HOPG samples (lateral sizes of 12 mm × 12 mm, ZYB; Momentive) were freshly cleaved with scotch tape prior to each AFM experiment. All water was purified using a Milli-Q system (Millipore Corp., Boston) with a resistivity of 18.2 MΩ·cm. The solvent exchange process was used to produce nanobubbles at the HOPG-water interface25,26,27. Pure water was first injected into the fluid cell tip holder, then ethanol (99.9% from J. T. Baker) was injected to replace water, and finally pure water was injected again to replace ethanol. All the experiments were carried out at room temperature.

AFM Experiments

AFM topographic images and lateral force images were simultaneously acquired with the contact mode using a commercial beam-deflection AFM (Bruker AXS MultiMode NanoScope V), which was equipped with a commercial open fluid cell. To enhance the force sensitivity for contact-mode imaging and force-distance measurements, a type of compliant silicon cantilevers with a Au-coated tip (MikroMasch, CSC38_A/Cr-Au, k = 0.01~0.08 N/m, nominal tip radius ~50 nm) was used. Before AFM scanning, the AFM tip was cleaned with UV treatment and the fluid cell was rinsed with ethanol several times. For acquiring a topographic image, the normal bending of the cantilever (measured as the Y signal in the beam-deflection detection) was used as the feedback input to maintain a constant normal force during tip scanning on the sample surface. For measurement of lateral forces (or frictional forces), the sample was scanned laterally in a direction perpendicular to the long axis of the AFM cantilever. The friction between the sample and the tip during the lateral scanning produces twisting of the cantilever, which can be measured as the X signal in the beam-deflection detection. In this work, the X signal is often plotted in terms of the lateral force, a convention adopted in most studies of lateral (friction) force microscopy. A map of the X signal can therefore be acquired along with a topographic image and it is generally displayed as a lateral force map (or a frictional force map). It has been shown that the changes both in the material property and topography (or slope) can contribute to the X signal. Analysis of the forward (trace) and backward (retrace) scans allows a distinction between these two effects44.

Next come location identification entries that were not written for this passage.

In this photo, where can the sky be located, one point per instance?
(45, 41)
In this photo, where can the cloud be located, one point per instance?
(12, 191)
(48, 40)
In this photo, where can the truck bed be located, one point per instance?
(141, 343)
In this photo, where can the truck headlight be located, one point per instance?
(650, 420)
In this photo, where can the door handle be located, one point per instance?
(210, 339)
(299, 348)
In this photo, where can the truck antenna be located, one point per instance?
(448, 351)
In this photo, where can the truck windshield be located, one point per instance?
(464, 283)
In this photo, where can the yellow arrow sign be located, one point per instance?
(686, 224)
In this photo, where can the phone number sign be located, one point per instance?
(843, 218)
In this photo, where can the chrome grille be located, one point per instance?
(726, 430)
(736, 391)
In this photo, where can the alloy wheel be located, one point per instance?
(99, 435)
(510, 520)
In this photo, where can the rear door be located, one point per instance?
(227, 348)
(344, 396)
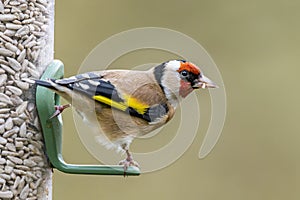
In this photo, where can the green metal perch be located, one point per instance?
(52, 131)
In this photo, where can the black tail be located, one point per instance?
(44, 83)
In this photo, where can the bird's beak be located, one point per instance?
(204, 82)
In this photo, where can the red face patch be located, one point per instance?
(190, 67)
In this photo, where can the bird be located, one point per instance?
(128, 103)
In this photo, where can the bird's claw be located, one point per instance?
(127, 163)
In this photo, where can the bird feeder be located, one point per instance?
(52, 131)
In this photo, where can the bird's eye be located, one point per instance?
(184, 73)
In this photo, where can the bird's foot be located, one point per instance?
(59, 109)
(128, 162)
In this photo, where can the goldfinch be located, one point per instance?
(128, 103)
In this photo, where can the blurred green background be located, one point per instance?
(256, 47)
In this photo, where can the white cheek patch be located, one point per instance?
(174, 64)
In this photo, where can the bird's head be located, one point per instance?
(178, 78)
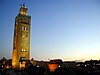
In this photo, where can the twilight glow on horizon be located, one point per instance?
(65, 29)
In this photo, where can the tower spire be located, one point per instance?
(23, 10)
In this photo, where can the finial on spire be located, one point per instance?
(22, 5)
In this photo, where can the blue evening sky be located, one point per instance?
(66, 29)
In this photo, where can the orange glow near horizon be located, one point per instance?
(53, 67)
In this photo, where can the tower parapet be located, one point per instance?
(21, 43)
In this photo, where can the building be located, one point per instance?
(21, 43)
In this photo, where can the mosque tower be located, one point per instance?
(21, 42)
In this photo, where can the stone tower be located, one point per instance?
(21, 43)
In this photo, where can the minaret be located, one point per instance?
(21, 43)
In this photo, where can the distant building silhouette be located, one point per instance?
(21, 43)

In determining the flexural and torsional spring constants of a cantilever, we followed the procedures published in the literature45. The normal and lateral forces can be calculated accordingly. In lateral (friction) force microscopy, a friction loop is acquired by recording the lateral forces in the trace and retrace scans along the same scan line at a constant loading force. The difference between the lateral forces in the opposite scan directions (i.e., the extent of the hysteresis) at a given sample position is considered to be twice of the friction force exerted at that point. A larger hysteresis loop indicates a stronger frictional force, and vice versa.

In previous AFM studies on INBs, several imaging modes, including tapping, frequency-modulation, and PeakForce modes, were employed21,23,24,25,26,27,28,29,30,39,40,41,42. It was generally conceived that INBs could hardly be imaged with the contact mode due to the large normal and lateral forces associated with this imaging mode. In this work, the tip was first brought in contact with the solid-water interface at a positive set force to acquire a topography image. Then a sequence of scanning was performed at reduced set forces by small steps until the force became negative. We thus could reliably measure the topography and the corresponding lateral forces on INBs simultaneously over a range of set force.